Category of the action

Communicating Coastal Risk and Resiliency

What actions do you propose?

The primary action of the proposal is to encourage community members to look at their coastal ecosystem in a new way and to communicate their ideas in a unique approach. A series of actions will achieve this result:

1.     The first step is to gain support from a personal network by connecting with individuals (artists, photographers, writers) in coastal communities whom are already crafting stories around their coast. The first set of participants would serve as "ambassadors" who could utilize their own personal network and community involvement to begin the first push for stories.

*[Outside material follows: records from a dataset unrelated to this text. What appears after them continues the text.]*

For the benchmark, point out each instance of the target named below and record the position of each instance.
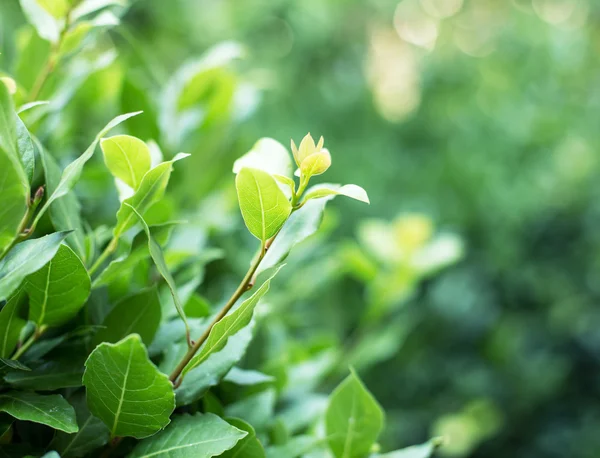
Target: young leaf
(249, 446)
(151, 189)
(58, 290)
(126, 391)
(197, 436)
(425, 450)
(228, 326)
(51, 410)
(264, 206)
(127, 158)
(92, 432)
(10, 325)
(267, 155)
(25, 258)
(353, 420)
(73, 171)
(349, 190)
(161, 265)
(139, 313)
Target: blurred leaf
(26, 258)
(191, 436)
(138, 313)
(264, 206)
(58, 290)
(353, 419)
(51, 410)
(145, 396)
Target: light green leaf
(73, 171)
(64, 212)
(249, 446)
(263, 204)
(197, 436)
(51, 410)
(228, 326)
(150, 190)
(58, 290)
(159, 260)
(210, 373)
(51, 375)
(353, 420)
(127, 158)
(425, 450)
(10, 325)
(126, 391)
(139, 313)
(349, 190)
(92, 432)
(46, 25)
(26, 258)
(267, 155)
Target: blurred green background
(477, 118)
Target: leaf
(210, 373)
(349, 190)
(126, 391)
(73, 171)
(197, 436)
(10, 325)
(150, 190)
(249, 446)
(127, 158)
(58, 290)
(228, 326)
(353, 419)
(51, 375)
(264, 206)
(267, 155)
(46, 25)
(139, 313)
(159, 260)
(425, 450)
(92, 432)
(64, 212)
(26, 258)
(51, 410)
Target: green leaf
(353, 420)
(58, 290)
(92, 432)
(267, 155)
(46, 25)
(139, 313)
(150, 190)
(127, 158)
(210, 373)
(73, 171)
(249, 446)
(159, 260)
(197, 436)
(126, 391)
(228, 326)
(26, 258)
(425, 450)
(263, 204)
(349, 190)
(51, 375)
(64, 212)
(10, 325)
(51, 410)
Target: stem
(29, 342)
(110, 248)
(244, 286)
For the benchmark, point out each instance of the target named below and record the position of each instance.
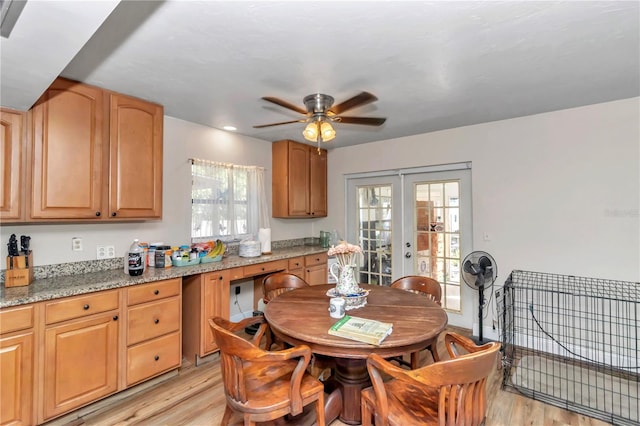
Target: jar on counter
(151, 257)
(163, 257)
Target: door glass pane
(437, 238)
(375, 233)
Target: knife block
(19, 270)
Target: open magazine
(361, 329)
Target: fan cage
(470, 279)
(572, 342)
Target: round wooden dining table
(301, 316)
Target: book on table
(361, 329)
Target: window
(227, 201)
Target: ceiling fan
(320, 113)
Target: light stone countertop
(81, 283)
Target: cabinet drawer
(315, 259)
(14, 319)
(153, 357)
(152, 320)
(296, 263)
(153, 291)
(80, 306)
(263, 268)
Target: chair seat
(267, 387)
(407, 403)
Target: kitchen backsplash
(88, 266)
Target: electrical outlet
(76, 244)
(106, 252)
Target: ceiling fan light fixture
(327, 131)
(310, 132)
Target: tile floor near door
(195, 397)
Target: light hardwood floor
(195, 397)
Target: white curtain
(228, 201)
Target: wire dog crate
(573, 342)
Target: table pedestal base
(352, 377)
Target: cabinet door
(298, 180)
(316, 274)
(16, 383)
(11, 164)
(68, 153)
(81, 362)
(135, 158)
(318, 183)
(216, 304)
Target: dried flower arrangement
(345, 253)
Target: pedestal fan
(479, 271)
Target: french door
(414, 222)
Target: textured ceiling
(433, 65)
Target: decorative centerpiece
(345, 274)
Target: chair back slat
(420, 285)
(460, 383)
(275, 284)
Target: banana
(217, 250)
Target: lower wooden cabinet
(296, 266)
(153, 329)
(16, 359)
(207, 296)
(315, 271)
(153, 357)
(81, 362)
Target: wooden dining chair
(276, 284)
(449, 392)
(424, 286)
(260, 385)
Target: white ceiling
(433, 65)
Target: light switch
(76, 244)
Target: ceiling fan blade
(358, 100)
(368, 121)
(285, 104)
(277, 124)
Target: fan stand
(480, 340)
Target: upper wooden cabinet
(135, 142)
(96, 155)
(68, 156)
(12, 156)
(299, 180)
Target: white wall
(559, 192)
(182, 140)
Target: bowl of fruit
(216, 250)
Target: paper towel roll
(264, 236)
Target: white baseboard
(240, 316)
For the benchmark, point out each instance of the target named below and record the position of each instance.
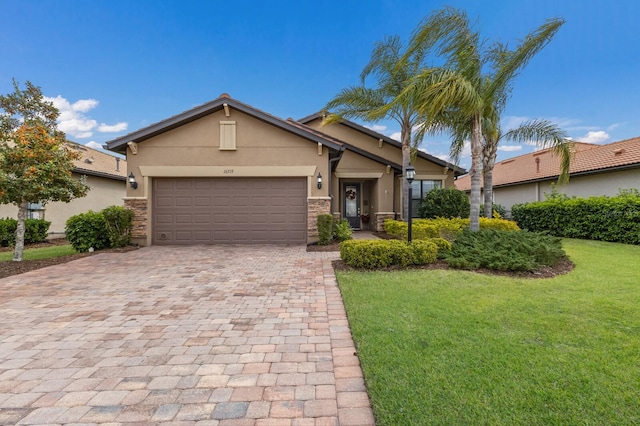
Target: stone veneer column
(380, 217)
(316, 206)
(140, 219)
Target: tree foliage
(35, 160)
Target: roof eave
(119, 144)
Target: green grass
(454, 347)
(39, 253)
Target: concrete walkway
(206, 335)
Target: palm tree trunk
(19, 248)
(475, 173)
(488, 163)
(406, 162)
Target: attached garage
(229, 210)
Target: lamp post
(410, 174)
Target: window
(419, 189)
(35, 211)
(227, 135)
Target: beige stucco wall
(104, 192)
(578, 186)
(196, 145)
(193, 149)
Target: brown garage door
(229, 211)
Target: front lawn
(455, 347)
(40, 253)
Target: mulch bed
(10, 268)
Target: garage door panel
(229, 210)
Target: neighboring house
(225, 172)
(106, 177)
(595, 170)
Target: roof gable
(97, 163)
(224, 101)
(545, 165)
(375, 135)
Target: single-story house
(106, 177)
(595, 170)
(226, 172)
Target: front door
(352, 204)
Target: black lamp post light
(410, 174)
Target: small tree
(35, 160)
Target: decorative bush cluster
(499, 211)
(376, 254)
(615, 219)
(441, 227)
(98, 230)
(504, 250)
(35, 231)
(444, 202)
(330, 230)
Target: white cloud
(118, 127)
(377, 128)
(94, 145)
(510, 148)
(594, 137)
(74, 121)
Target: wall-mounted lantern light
(132, 181)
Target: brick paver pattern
(206, 335)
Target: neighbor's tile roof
(98, 163)
(587, 158)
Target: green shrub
(614, 219)
(86, 230)
(499, 211)
(444, 202)
(35, 231)
(118, 222)
(503, 250)
(377, 254)
(424, 229)
(325, 229)
(342, 230)
(425, 252)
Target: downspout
(332, 160)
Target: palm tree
(461, 95)
(374, 103)
(541, 133)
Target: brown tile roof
(544, 165)
(97, 163)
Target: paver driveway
(220, 335)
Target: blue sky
(116, 66)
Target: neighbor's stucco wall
(103, 193)
(586, 186)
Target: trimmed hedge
(108, 228)
(35, 231)
(614, 219)
(504, 250)
(376, 254)
(442, 228)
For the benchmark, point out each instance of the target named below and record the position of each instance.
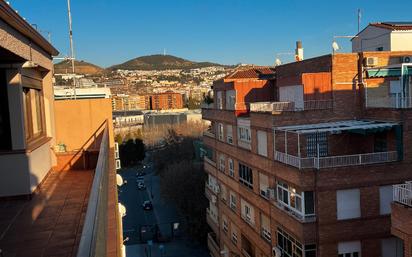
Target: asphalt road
(141, 227)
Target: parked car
(141, 186)
(147, 205)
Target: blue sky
(108, 32)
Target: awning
(354, 126)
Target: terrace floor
(50, 224)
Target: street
(157, 232)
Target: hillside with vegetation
(160, 62)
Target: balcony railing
(291, 106)
(389, 102)
(212, 244)
(94, 236)
(336, 161)
(402, 193)
(209, 161)
(209, 134)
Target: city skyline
(202, 30)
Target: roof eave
(8, 15)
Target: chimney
(299, 51)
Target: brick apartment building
(305, 157)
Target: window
(234, 234)
(222, 163)
(264, 185)
(232, 200)
(223, 193)
(385, 199)
(315, 140)
(248, 213)
(265, 227)
(290, 247)
(244, 134)
(219, 100)
(220, 131)
(5, 130)
(229, 134)
(301, 203)
(225, 224)
(231, 168)
(380, 142)
(33, 113)
(230, 99)
(245, 175)
(392, 247)
(262, 143)
(349, 249)
(348, 204)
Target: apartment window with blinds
(5, 130)
(265, 227)
(220, 131)
(33, 113)
(245, 175)
(301, 203)
(264, 185)
(312, 142)
(290, 247)
(231, 168)
(229, 134)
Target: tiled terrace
(50, 224)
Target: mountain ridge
(160, 62)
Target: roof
(338, 126)
(400, 25)
(254, 72)
(10, 16)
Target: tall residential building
(305, 156)
(58, 193)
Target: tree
(131, 152)
(183, 183)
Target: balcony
(213, 245)
(329, 145)
(73, 214)
(290, 106)
(402, 194)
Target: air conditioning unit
(406, 59)
(271, 193)
(276, 252)
(371, 61)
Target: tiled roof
(251, 72)
(393, 25)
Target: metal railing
(93, 240)
(336, 161)
(209, 161)
(291, 106)
(402, 193)
(389, 102)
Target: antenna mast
(71, 46)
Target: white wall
(401, 40)
(371, 38)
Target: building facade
(309, 170)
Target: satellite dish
(335, 46)
(276, 252)
(119, 180)
(122, 210)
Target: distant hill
(81, 67)
(160, 62)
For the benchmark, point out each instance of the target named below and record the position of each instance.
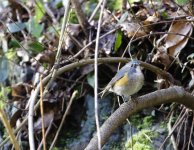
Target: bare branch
(172, 94)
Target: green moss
(141, 123)
(141, 140)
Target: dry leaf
(174, 50)
(132, 28)
(48, 118)
(162, 57)
(180, 27)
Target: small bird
(128, 81)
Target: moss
(141, 123)
(141, 140)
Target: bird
(127, 81)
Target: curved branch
(172, 94)
(81, 64)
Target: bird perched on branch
(128, 81)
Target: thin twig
(175, 126)
(53, 75)
(42, 113)
(9, 130)
(82, 63)
(190, 136)
(63, 119)
(170, 130)
(96, 76)
(81, 16)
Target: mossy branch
(172, 94)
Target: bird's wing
(119, 75)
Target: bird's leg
(126, 99)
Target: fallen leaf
(176, 49)
(179, 27)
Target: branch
(82, 63)
(80, 15)
(172, 94)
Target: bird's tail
(102, 93)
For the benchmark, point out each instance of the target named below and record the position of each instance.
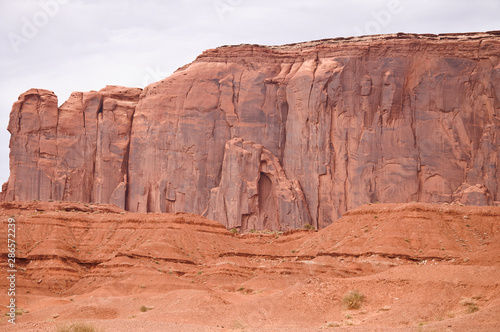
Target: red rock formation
(254, 192)
(77, 152)
(392, 118)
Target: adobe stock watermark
(11, 270)
(222, 7)
(32, 26)
(154, 75)
(381, 19)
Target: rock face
(276, 137)
(254, 192)
(77, 152)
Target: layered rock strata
(316, 128)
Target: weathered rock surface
(254, 192)
(343, 122)
(77, 152)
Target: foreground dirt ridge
(276, 137)
(419, 267)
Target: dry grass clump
(470, 305)
(143, 308)
(353, 300)
(78, 327)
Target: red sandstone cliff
(276, 137)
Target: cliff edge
(276, 137)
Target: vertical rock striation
(276, 137)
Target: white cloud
(89, 44)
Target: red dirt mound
(418, 266)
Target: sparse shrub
(472, 307)
(353, 300)
(143, 308)
(237, 325)
(309, 227)
(78, 327)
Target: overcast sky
(77, 45)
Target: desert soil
(420, 267)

2.     A call for submissions for images, stories, and poems will be made that will fall into one of three categories: the history of the coast, the state of resilience, or the impacts of climate change. The goal is to start by building a baseline for communities from historical images and stories. Then review the current status of resilience (or lack there of) in communities  through various mediums. Lastly, the project explores the anticipated and present risks of climate change. The Stories from the Coast team will be responsible for categorizing submissions and highlighting examples of resilience. 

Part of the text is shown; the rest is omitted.